Though a perfectly fine ground, it soon turned out to be too small for the club’s growing number of fans, and therefore architect Stacchini, also responsible for Milan’s central station, was hired to design a complete new stadium.

Stadio San Siro officially opened on 19 September 1926 with a friendly between Milan and Inter (3-6). The stadium initially consisted of four separate stands and could hold 35,000 spectators.

San Siro was first owned by AC Milan, but was sold to the city of Milan in 1935, who were soon forced too enlarge the stadium due to the club’s increasing popularity.

Plans were made for a massive stadium for 150,000 spectators, but these were in the end significantly scaled down. The redeveloped San Siro opened in 1939, and consisted of one fully enclosed tier.

Until 1945, Milan had been the sole occupant of San Siro, but were then joined by Inter, who had before played at the Arena Civica.

San Siro got further expanded in 1955 when a second tier got built on top of the first one, which resulted in a capacity of about 85,000 places.

In the following decades, San Siro hosted two European Cup finals: the first in 1965 between Inter and Benfica (1-0), and the second in 1970 between Feyenoord and Celtic (2-1).

The stadium had earlier gotten ignored as a playing venue for the 1968 European Championships, but did get selected for Euro 1980. At the same time it got officially renamed Stadio Guiseppe Meazza, in honour of the ex-player of both Inter and Milan.

During the 1980 European championships, San Siro hosted three first round group matches.

Soon after, Italy got awarded the 1990 World Cup, and it became clear that San Siro was in need of a major upgrade. The option of building a new stadium was contemplated, but architects Ragazzi, Hoffer, and Finzi instead chose for an ambitious redevelopment plan.

Works included the construction of a third tier, a roof that would cover all seats, and eleven cylindrical concrete towers around the stadium to support the extra tier and roof structure. The resulting capacity was 85,700 seats.

During the World Cup, San Siro hosted the opening match between Argentina and Cameroon (0-1), three further group matches, a round of 16 match, and the quarter-final between Germany FR and Czechoslovakia (1-0).
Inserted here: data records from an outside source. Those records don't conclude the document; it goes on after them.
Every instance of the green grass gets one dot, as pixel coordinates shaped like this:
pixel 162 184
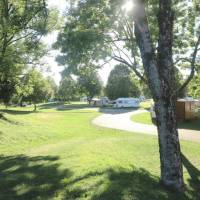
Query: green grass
pixel 145 118
pixel 56 153
pixel 146 104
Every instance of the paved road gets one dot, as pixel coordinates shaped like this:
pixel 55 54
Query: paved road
pixel 120 119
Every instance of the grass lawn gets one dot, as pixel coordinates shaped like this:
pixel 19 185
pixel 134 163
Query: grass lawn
pixel 145 118
pixel 56 153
The stadium got further refurbished in later years, and capacity reduced slightly due to UEFA safety requirements. In 2001, it hosted the Champions League final between Bayern München and Valencia (1-1) and in 2016 the final between Real Madrid and Atletico Madrid (1-1).

Both Milan and Inter have looked at building a new stadium elsewhere, having found themselves constrained in their development due to the deteriorated state of the stadium and ownership by the city of Milan. Inter was the first to announce plans to build a new club-owned stadium in 2012, but shelved these when Milan revealed concrete plans to build a new stadium in the Portello area, instead opting to renovate San Siro. However, Milan’s move fell through in 2015 and future plans of both clubs are currently unclear.

How to get to San Siro

San Siro is located in the west of Milan at approximately 5 kilometres from Milan’s city centre and more than 7 kilometres from Milan’s central railway station.
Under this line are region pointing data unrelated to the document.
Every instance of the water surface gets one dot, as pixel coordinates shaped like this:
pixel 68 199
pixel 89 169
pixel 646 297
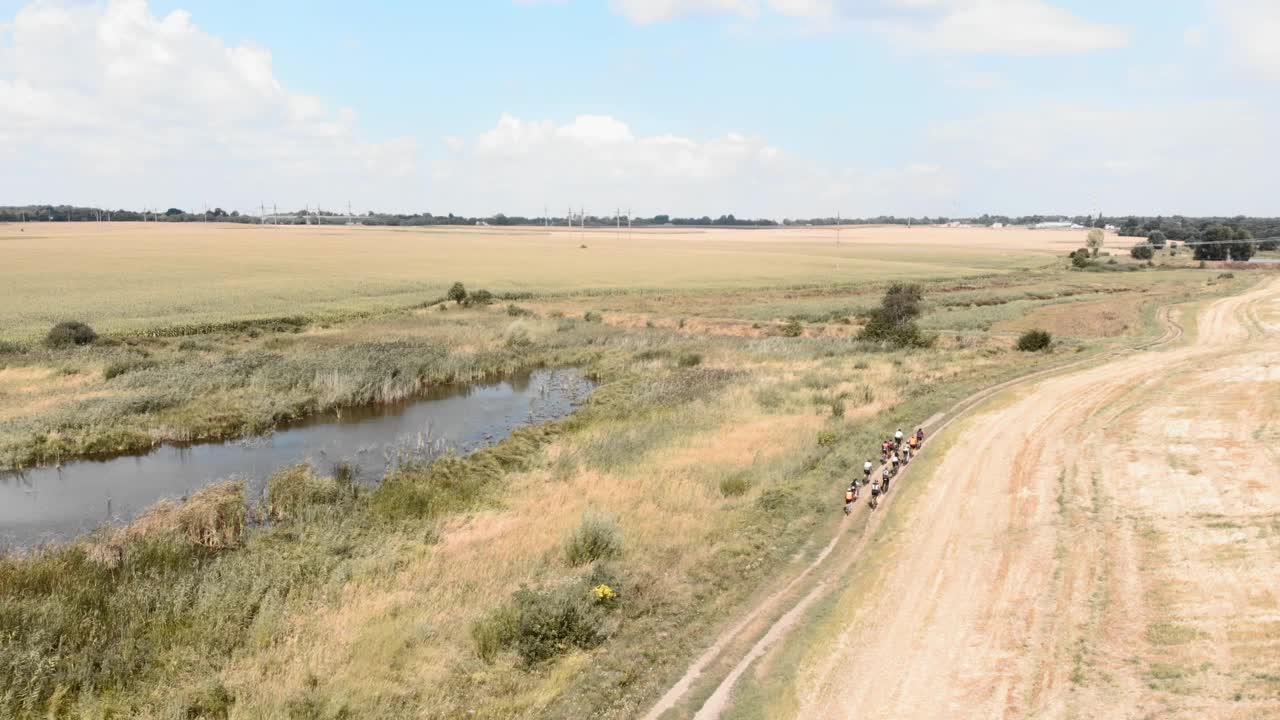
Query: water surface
pixel 49 504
If arriving by car from the direction of Turin (A4), Genova (A7), or Bologna (Autostrada del Sole), make your way to the western ring road (Tangenziale Ovest) and take exit 3 to the Via Novara. Signs will direct you from the motorway to the stadium.

If coming from the direction of Venezia, take the exit towards the Viale Certosa. After the exit signs will guide you to the stadium.

San Siro is easily reached by metro due to the recently opened new purple M5 metro line. The nearest stations are San Siro Ippodromo and San Siro Stadio, both a short walk from the stadium. Line M5 passes north of Milan’s city centre past Garibaldi station and from most central places a change will be required either at Lotto (red M1 line) or Garibaldi station (green M2 line). It takes a little under 20 minutes to get from Piazza Duomo to the stadium.

Alternatively, the stadium can be reached with tram 16. Take the tram in the centre of Milan (west of Piazza Duomo) to San Siro Stadio, the last stop on the line. The journey takes about half an hour.